Когда вывели его, секретарь подозвал из запечки Михея и спросил его тихо:
— Никому ты в кабаке не говорил про то, про что сюда пришли вы доносить?
— Нет, государь милостивый!.. Я молчал, и, правду тебе сказать, страх меня взял спервоначалу, как потащил меня Фома. А как поднёс он крючок и другой… я словно ободрился и опять же ничего не памятовал; переговорил он мне на пустыре, сзади двора вашего, что говорить, а потом пошли… и пришли сюда; а здеся я выбрехал тебе всю подноготную… ничего больше не знаю я.
— А про пьяного про того много слыхал раньше его бреда в беспамятстве… аль спросонья, что ль?
— Говорил про него у Суворова, и потом у Алексея Балакирева все Фома же Микрюков… Что он и такой, и сякой, и мошенник, и вор… а мы с Иваном Суворовым не нашли молодца таким… показался добрый человек… и коли бы не страх… что молчать будешь — беда… не донёс бы… Может, во сне бедняга видел…

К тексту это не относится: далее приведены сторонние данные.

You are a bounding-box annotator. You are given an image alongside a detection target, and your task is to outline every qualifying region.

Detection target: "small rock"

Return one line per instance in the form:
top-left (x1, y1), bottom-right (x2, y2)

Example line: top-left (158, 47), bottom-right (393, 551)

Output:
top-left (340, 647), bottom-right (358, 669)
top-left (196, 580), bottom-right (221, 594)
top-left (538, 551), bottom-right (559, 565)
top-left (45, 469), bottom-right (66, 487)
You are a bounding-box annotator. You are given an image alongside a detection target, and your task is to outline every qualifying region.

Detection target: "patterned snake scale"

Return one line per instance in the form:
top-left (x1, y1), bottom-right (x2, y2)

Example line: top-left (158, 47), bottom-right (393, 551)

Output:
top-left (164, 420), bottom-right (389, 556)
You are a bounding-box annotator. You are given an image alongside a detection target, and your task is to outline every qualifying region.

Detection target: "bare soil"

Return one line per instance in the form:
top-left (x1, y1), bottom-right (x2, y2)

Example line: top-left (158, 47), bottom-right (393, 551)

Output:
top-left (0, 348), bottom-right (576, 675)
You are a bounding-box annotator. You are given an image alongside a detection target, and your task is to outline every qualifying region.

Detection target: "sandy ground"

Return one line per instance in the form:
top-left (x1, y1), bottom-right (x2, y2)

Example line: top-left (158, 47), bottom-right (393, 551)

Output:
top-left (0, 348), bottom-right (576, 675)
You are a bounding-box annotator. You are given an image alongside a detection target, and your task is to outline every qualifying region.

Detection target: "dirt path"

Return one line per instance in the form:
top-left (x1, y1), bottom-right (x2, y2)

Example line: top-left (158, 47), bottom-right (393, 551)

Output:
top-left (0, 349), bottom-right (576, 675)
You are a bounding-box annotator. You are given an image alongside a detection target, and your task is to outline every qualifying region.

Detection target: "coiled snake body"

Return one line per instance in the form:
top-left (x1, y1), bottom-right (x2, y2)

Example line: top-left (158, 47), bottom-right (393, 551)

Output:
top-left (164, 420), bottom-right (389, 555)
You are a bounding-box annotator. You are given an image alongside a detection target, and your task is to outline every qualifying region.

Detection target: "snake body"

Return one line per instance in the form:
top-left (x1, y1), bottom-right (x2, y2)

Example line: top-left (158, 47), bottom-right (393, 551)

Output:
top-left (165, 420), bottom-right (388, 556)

— Гм! Во сне, должно быть, и есть… Ты не моги никому не пискнуть, о чём тут говорилось… Голову можешь потерять за бредни, что твой подстрекатель изблевал дерзостно… И подумать страшно… не токмо вымолвить, да ещё похвалялся как добрым делом?! Смекни, что своим дьявольским подстреканьем вёл он тебя на плаху аль на виселицу….
Михея забила дрожь.
— Смотри же… молчать, а то — запорю… А теперь, по дурости твоей, влепить велю десять палок, чтобы умнее был и понял!
— Ваше степенство, помилуй меня ради неразумия! Со страху я… напугал, изверг, что смерти повинен буду, коли промолчу. Сам я не знал после того, что творил!
Секретарь молчал и думал…
А Михей, обливаясь слезами, просил о пощаде.
— Ну, пошёл вон, да не пискни… а коли попадёшь вдругорядь… безо всякой пощады!
Михей уже бежал со всех ног, боясь, чтобы не отменил разрешенья секретарь, ломавший теперь голову: как поступить? Слова изветчиков записаны. Лгун-измышлятель прибран, а страх, что дальше последует, охватывает ум дельца: как и что делать по такому доносу?